Dubuffet aimait les marginaux mais n’en était pas un. Il avait la trogne, la tenue, le propos direct et destructeur du culturellement correct, expression pas encore en vogue de son temps. Il pratiquait un art râpeux – matières, formes symboliques, couleurs parfois vives. Le contraire d’un académisme dont il n’aurait pas eu les moyens. Comme beaucoup d’artistes des années 40-50, il n’était pas un peintre doué mais un homme dont l’infatigable pensée sur l’art lui a permis de créer une œuvre personnelle. Beaucoup de livres, de critiques de l’ordre établi bâties sur un socle confortable, des légendes bien entretenues, et le sens du commerce appliqué au marché de l’art.

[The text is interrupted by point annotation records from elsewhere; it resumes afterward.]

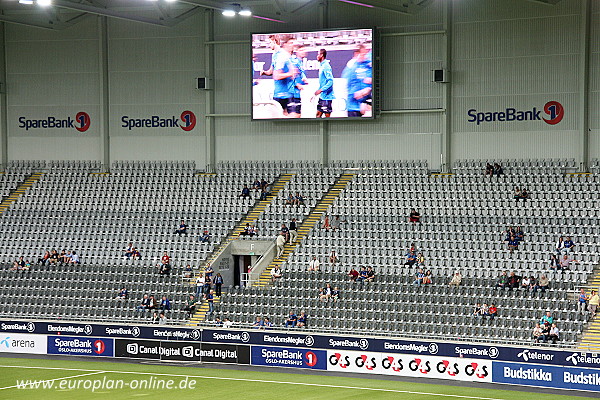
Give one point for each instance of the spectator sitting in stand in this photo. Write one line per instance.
(554, 262)
(333, 258)
(144, 303)
(547, 318)
(498, 169)
(74, 258)
(476, 311)
(326, 223)
(363, 275)
(182, 229)
(165, 264)
(190, 305)
(353, 274)
(554, 334)
(513, 244)
(370, 274)
(44, 259)
(420, 260)
(298, 199)
(302, 320)
(411, 258)
(246, 230)
(489, 169)
(537, 333)
(560, 245)
(258, 324)
(276, 273)
(493, 312)
(290, 200)
(263, 194)
(285, 232)
(245, 192)
(502, 282)
(428, 278)
(419, 276)
(314, 264)
(267, 324)
(582, 301)
(593, 303)
(568, 245)
(565, 262)
(291, 320)
(18, 265)
(325, 293)
(513, 281)
(205, 238)
(456, 279)
(188, 271)
(414, 216)
(165, 304)
(335, 294)
(122, 295)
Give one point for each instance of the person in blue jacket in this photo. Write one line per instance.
(325, 91)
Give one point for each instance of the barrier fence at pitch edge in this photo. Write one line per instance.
(538, 367)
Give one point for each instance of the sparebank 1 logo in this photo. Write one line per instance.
(553, 109)
(188, 120)
(556, 112)
(81, 122)
(185, 121)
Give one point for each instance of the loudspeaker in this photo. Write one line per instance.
(440, 75)
(203, 83)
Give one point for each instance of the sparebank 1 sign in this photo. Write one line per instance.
(81, 122)
(553, 114)
(185, 121)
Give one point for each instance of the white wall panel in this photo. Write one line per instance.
(242, 139)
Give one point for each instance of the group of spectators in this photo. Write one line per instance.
(484, 311)
(259, 185)
(286, 235)
(588, 302)
(512, 281)
(514, 235)
(546, 329)
(295, 200)
(493, 169)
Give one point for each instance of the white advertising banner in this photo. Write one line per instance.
(455, 368)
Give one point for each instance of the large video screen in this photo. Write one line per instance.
(326, 74)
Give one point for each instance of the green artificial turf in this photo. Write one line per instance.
(61, 379)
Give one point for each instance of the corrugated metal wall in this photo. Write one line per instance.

Avec son tempérament d’anarchiste né dans des draps de soie, Jean Dubuffet est une personnalité contradictoire dont l’art est lui aussi contradictoire. L’apparent désordre du sien est calculé, savant, voire appris. Il n’y a personne de plus intégré que lui au monde artistique de son temps, alors qu’il défendait les artistes venus du dehors, la spontanéité d’une création hostile aux règles et aux conformismes, tout ce dont il savait lui-même, avec malice, rendre l’essentiel dans son œuvre.

Tout l’été, Le Temps remonte les chemins tortueux qui ont aidé certains des plus grands artistes à trouver leur voie.